Google’s Sundar Pichai—and really all major AI company CEOs—argues that humans will learn to better understand how these machines work and find clever, though currently unknown, ways to control them and “improve lives.” The companies all maintain large research and safety teams, with huge incentives to master these technologies if they want to realize their full value.

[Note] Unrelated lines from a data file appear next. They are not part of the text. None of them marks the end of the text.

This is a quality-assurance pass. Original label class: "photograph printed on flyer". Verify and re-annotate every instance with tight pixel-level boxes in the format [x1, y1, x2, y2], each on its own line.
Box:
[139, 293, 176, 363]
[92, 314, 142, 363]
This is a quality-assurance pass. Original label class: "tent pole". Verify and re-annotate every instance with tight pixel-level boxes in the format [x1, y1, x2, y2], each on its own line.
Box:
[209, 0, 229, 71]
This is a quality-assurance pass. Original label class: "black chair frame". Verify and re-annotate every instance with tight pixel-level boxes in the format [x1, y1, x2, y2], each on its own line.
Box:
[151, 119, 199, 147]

After all, no one will trust a machine that fabricates information or threatens them. But as of today, they do both—and no one knows why.
We stand at an unprecedented moment in technological history. Never before have we raced so rapidly toward deploying systems we fundamentally don’t understand. The AI companies acknowledge the mystery, governments remain largely passive, and the public seems willing to accept the risks for the promise of revolutionary capabilities.
This isn’t necessarily a call to halt AI development entirely. But it is a stark reminder that we’re essentially conducting a global experiment with technologies that could reshape civilization, without fully grasping how they work or where they might lead us.
The question isn’t whether we can afford to slow down and demand deeper understanding. The question is whether we can afford not to. Because once these systems become truly superhuman, our window for meaningful oversight may have already closed.